Disclaimer: I do not own Kamen Rider Double, and I am making no money off of this. This is solely for my own and other's entertainment.
AN: I think this may have been one of the most depressing things I've written in a while, but I couldn't really help it. This is set between 48 & 49 as I think (from what I've read) that 49 is set 1 year after 48.
Warnings: Spoilers to 48 so that should explain everything if you've seen it.
Gone
It's been over three months, and yet it still doesn't feel real. Sometimes I'll get a case and think, for a moment, to ask him to look something up, even turn to look where he normally sat. Other times I'll wander into the secret room and still halfway expect to hear his voice accompanied by the squeak of his dry erase marker. By far, though, henshining is the worst because despite all the time that has passed and the fact that I know I'm using the Lost Driver, I still expect to feel that rush as we join. Each and every time, though, I'm met with silence and empty air, and then I'll remember he's gone. Phillip – my partner who was closer than family – is gone, and nothing can change that.
I think, sometimes, that the worst part is that almost no body knows. Sure I know, Akiko know, Terui knows, Shroud knows, and I think even Wakana-hime can sense it with her connection to the Gaia Library, but that's it. Only a handful of people, not even a half-dozen really, know that he gave his life in order to defeat Utopia in the last fight. Phillip willingly fought, despite knowing he'd disappear, so that we could defeat the last of the Generals and save not only his sister but the whole of Futo as well. It's not fair that no one else can know that he fought and died to protect them, it's not goddamn fair that so many people – his friends, those who actually cared about him and still care about him – think he's safe studying overseas when in reality he's just gone and is never coming back.
Maybe it would've been easier if they could've know, but probably not because at least this way they can imagine him growing up and older, safe and happy in some foreign country rather than know he was gone without even some kind of gravesite to visit as, legally, Phillip didn't exist. Either way, though, Phillip is gone, and it wasn't until after he'd disappeared that I realized I'd slowly been coming to love my research-obsessed younger partner.

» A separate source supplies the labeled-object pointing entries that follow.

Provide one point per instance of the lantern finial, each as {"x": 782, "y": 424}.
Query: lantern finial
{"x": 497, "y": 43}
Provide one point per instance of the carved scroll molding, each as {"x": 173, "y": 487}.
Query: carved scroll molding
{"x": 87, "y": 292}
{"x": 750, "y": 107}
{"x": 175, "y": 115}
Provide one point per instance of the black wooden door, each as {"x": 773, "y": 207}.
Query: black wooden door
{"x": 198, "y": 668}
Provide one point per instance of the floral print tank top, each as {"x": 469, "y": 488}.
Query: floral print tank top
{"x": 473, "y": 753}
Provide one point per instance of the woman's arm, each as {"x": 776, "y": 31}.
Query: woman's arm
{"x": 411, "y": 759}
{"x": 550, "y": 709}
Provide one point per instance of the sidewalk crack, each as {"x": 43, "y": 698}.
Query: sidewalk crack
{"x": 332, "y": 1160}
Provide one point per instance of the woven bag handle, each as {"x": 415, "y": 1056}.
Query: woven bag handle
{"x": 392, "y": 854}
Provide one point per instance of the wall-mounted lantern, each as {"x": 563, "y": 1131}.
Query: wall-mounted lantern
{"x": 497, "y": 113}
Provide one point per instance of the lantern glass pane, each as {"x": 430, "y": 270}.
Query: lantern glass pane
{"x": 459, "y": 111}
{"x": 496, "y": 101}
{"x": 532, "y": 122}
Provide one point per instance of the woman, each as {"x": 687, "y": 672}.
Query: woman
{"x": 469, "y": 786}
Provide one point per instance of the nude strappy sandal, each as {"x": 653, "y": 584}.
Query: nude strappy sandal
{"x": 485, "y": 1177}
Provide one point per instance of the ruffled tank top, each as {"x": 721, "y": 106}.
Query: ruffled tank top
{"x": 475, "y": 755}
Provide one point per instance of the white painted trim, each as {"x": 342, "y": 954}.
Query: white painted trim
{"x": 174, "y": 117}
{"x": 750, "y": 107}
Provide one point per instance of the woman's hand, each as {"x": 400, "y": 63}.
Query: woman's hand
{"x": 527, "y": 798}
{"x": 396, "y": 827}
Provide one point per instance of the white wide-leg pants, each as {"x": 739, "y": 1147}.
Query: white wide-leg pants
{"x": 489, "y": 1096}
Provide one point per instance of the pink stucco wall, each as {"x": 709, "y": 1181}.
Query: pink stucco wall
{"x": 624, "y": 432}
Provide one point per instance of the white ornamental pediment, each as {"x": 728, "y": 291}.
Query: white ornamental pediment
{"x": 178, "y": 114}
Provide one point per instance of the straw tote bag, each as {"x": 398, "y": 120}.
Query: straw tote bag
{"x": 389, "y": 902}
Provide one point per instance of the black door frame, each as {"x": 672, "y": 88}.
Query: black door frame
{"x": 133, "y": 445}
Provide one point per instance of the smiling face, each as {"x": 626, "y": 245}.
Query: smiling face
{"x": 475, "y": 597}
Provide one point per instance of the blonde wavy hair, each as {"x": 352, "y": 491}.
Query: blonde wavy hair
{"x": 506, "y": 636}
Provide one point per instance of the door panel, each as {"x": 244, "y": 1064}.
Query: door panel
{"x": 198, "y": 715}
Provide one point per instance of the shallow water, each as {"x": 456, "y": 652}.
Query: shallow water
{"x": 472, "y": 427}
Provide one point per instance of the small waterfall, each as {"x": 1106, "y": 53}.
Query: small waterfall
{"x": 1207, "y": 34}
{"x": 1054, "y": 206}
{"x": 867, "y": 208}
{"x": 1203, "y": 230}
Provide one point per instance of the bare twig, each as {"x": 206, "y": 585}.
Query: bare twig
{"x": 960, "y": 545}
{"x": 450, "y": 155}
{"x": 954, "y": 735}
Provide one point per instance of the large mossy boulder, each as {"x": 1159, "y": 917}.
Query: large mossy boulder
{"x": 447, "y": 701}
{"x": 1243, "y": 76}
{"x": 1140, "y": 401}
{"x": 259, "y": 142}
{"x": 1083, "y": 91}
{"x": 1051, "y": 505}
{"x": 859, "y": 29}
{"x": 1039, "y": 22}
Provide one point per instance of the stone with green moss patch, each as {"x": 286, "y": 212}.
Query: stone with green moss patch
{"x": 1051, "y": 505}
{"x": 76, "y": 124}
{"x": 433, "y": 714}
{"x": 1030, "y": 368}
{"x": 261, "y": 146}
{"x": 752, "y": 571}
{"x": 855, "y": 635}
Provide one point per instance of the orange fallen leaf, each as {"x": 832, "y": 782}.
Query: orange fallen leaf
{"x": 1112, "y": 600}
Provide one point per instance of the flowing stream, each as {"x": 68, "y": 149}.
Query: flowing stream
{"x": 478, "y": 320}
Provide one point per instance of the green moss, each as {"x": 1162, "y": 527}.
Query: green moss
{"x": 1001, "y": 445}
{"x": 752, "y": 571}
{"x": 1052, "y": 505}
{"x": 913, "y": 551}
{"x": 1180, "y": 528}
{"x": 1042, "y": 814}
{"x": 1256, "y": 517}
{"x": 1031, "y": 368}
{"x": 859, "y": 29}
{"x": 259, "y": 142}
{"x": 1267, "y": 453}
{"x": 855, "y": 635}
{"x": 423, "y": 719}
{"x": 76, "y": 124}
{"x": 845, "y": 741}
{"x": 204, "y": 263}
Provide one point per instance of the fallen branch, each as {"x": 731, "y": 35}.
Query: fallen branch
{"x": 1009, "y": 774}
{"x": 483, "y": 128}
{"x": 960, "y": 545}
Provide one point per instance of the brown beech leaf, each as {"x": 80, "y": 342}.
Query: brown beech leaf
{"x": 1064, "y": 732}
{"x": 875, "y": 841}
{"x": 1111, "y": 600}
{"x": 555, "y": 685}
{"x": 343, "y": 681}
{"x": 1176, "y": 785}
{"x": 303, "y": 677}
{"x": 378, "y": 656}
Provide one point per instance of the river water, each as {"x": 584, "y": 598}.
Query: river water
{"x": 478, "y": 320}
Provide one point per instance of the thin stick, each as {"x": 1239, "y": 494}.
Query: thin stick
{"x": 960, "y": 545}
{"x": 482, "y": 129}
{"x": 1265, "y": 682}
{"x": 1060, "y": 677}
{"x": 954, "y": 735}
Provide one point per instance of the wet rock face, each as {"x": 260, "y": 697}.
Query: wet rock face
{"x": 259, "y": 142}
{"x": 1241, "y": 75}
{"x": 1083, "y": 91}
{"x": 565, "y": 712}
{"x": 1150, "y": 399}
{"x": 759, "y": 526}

By then, it was already too late because he was gone, and all I had left were memories and regrets.
No matter what, though, life still goes on, and cases – both involving and not involving dopant, even if the latter were becoming more common – still come my way. Yet nothing is the same, and it never will be because Phillip isn't here. I hope that he's watching over us and is happy with the way we've tried to go on, with the way I've tried to fulfill my last promise to him even knowing that the city will forever be short one Kamen Rider without them ever knowing it.
After all, he is still my one and only partner, and I am his. That is, perhaps, the one thing besides my feelings for him that will always stay true, even if everything else fades away.
AN: ...I have nothing to say really other than I still live in hope that it won't end like this in 49.